NextGen receives Development Financing from ElectriFI

NextGen receives Development Financing from ElectriFI

28 March 2017, Brussels/Dar es Salaam

The Project

NextGen Solawazi is set up to develop, construct, operate and maintain a 5MW solar photovoltaic (PV) power plant as an Independent Power Producer under the Small Power Producer Program in Tanzania. The solar plant is to be connected to the isolated mini-grid of Kigoma region to support the strategic rural electrification efforts of the Government of Tanzania under the SE4ALL initiative of the United Nations and European Union. The project is (one of) the first solar PV utilities supplying power to an isolated grid at this scale in the region and its success will be an accelerator to future replication of this type of projects in the region. The solar plant will replace and complement diesel generators, having a great positive impact not only on the environment but also on the cost price to the off-taker, the national power utility of Tanzania. Lowering the cost price for such isolated grids will make it more attractive to expand the distribution network to more remote areas.

ElectriFI Contribution

ElectriFI will provide US$ 64,015 in development financing to upgrade the engineering assessment and grid load study that seeks to verify the technical viability of the project. This is the first time this type of detailed technical study is being conducted for a legacy diesel–modern PV solar plant connected to an isolated mini-grid. The study report can also be used as a reference or basis for other similar studies in the near future. If ElectriFI would provide more funding to the Solawazi project, this development financing will be converted to a first down payment under a larger financing agreement.

The Project Developer

NextGen Solawazi is a Tanzanian private sector organization focused on building and operating several large scale solar PV power plants connected to mini- and main grids in remote and rural Tanzania.
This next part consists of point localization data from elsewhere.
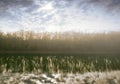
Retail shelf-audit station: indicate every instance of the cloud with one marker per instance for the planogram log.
(107, 5)
(7, 7)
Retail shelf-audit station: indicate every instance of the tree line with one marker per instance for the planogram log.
(60, 42)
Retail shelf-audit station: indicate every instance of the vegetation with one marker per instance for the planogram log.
(62, 64)
(60, 42)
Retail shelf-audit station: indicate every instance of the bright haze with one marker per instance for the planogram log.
(60, 15)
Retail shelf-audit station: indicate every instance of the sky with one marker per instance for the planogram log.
(60, 15)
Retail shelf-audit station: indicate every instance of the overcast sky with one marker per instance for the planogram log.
(60, 15)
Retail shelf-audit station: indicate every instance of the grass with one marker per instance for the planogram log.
(59, 63)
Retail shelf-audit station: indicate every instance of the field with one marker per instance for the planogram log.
(60, 63)
(80, 69)
(67, 58)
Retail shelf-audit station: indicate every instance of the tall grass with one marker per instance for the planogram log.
(60, 42)
(61, 64)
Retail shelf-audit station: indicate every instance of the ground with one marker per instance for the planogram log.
(112, 77)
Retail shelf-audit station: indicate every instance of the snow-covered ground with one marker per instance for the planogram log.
(112, 77)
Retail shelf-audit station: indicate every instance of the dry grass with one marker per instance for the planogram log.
(112, 77)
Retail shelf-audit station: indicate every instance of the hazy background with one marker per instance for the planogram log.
(60, 15)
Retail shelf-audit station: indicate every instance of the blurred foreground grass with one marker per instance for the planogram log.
(59, 63)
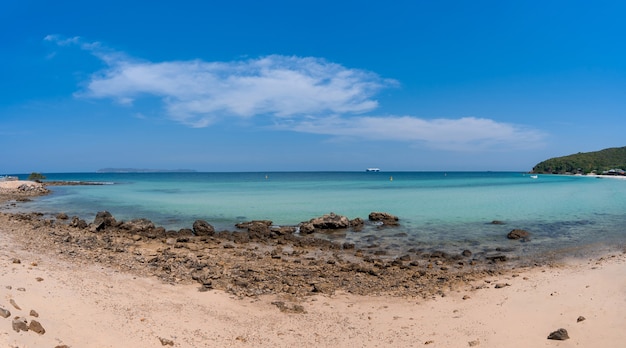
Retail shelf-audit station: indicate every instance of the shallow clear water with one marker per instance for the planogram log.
(448, 211)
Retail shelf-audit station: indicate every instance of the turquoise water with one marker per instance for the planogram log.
(447, 211)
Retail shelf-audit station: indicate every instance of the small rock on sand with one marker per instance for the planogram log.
(12, 301)
(166, 342)
(559, 335)
(20, 324)
(35, 326)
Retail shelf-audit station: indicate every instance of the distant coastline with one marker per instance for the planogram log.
(141, 170)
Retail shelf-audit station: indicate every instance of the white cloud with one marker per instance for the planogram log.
(198, 93)
(463, 134)
(302, 94)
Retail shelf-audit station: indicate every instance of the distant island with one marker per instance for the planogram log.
(137, 170)
(611, 161)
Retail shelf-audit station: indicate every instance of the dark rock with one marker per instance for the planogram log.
(12, 302)
(330, 221)
(35, 326)
(357, 224)
(559, 335)
(166, 342)
(283, 230)
(138, 226)
(78, 223)
(385, 218)
(257, 229)
(496, 258)
(184, 232)
(203, 228)
(522, 235)
(306, 228)
(103, 220)
(19, 324)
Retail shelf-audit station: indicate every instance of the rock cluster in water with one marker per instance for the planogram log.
(258, 257)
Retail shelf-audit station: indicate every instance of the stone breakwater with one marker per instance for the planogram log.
(258, 258)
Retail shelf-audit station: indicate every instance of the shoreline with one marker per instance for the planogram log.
(81, 303)
(89, 289)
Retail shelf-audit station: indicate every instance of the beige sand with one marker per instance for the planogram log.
(14, 184)
(82, 305)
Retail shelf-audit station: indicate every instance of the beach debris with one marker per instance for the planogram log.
(20, 324)
(12, 302)
(36, 327)
(103, 219)
(330, 221)
(496, 258)
(166, 342)
(357, 224)
(559, 335)
(385, 218)
(285, 308)
(78, 223)
(518, 234)
(203, 228)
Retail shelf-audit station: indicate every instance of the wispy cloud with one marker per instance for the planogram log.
(198, 93)
(303, 94)
(463, 134)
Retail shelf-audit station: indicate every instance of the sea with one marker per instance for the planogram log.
(445, 211)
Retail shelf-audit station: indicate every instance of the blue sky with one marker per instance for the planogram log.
(308, 85)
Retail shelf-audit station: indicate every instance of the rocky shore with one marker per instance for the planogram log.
(105, 283)
(256, 258)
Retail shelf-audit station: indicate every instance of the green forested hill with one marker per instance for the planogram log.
(587, 162)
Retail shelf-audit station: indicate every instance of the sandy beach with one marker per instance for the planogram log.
(82, 300)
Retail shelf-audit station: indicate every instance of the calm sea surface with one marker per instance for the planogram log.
(444, 211)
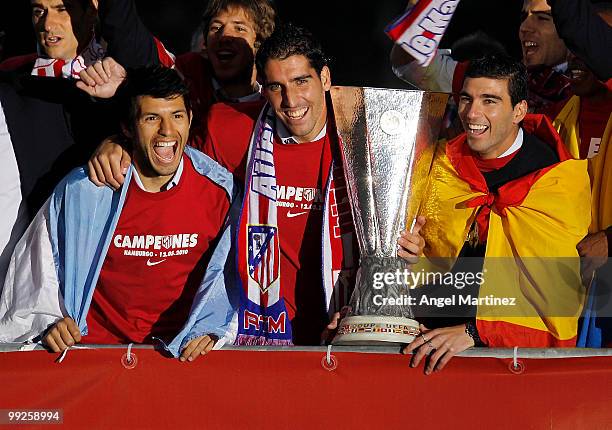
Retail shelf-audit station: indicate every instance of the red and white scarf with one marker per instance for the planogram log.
(70, 69)
(58, 68)
(263, 317)
(419, 30)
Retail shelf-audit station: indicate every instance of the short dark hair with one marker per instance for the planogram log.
(154, 81)
(501, 67)
(288, 40)
(262, 13)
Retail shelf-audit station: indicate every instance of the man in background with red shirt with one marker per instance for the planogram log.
(585, 124)
(130, 264)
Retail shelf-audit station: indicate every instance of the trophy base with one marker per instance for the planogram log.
(376, 330)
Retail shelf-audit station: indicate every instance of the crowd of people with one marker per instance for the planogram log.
(200, 200)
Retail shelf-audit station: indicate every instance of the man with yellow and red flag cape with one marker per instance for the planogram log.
(508, 193)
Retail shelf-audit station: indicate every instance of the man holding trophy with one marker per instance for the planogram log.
(506, 188)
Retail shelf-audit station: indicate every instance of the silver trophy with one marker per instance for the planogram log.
(388, 139)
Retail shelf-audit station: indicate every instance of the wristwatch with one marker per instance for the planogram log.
(472, 331)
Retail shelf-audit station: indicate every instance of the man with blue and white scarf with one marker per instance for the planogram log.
(144, 264)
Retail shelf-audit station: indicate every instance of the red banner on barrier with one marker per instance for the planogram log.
(249, 389)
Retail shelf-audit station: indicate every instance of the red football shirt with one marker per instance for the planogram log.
(300, 181)
(156, 260)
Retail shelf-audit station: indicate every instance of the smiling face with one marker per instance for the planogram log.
(488, 117)
(62, 27)
(159, 133)
(230, 45)
(297, 93)
(539, 39)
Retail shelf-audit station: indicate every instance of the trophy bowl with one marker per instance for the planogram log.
(388, 140)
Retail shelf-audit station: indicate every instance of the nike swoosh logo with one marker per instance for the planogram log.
(154, 263)
(290, 215)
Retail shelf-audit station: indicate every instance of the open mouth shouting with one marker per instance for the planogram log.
(165, 151)
(529, 47)
(296, 114)
(52, 40)
(225, 55)
(476, 129)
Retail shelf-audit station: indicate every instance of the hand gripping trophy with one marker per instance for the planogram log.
(388, 139)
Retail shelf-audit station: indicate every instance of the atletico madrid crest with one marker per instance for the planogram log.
(263, 255)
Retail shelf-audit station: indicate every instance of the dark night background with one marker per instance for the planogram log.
(351, 30)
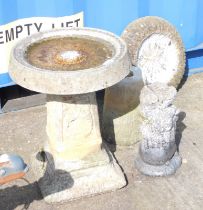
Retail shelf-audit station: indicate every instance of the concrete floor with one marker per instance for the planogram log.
(22, 132)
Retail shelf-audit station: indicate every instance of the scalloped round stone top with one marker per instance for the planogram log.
(71, 61)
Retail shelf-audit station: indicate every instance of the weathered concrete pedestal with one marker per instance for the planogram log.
(73, 162)
(75, 165)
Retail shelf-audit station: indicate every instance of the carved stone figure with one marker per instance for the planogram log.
(158, 150)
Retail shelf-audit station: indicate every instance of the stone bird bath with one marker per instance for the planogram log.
(69, 66)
The objective of NextGen Solawazi is to bring private sector investment and funding from commercial banks to help reduce poverty and accelerate development in remote and rural areas – by providing plentiful, reliable and more affordable electricity and reduce dependence on expensive fossil fuels. These solar power plants are based on a hybrid model integrating modern PV generation with existing legacy diesel plants. The company is an official private sector partner of US Government’s Power Africa Initiative and is committed to scaling up the model across several Sub-Saharan African and small island nations.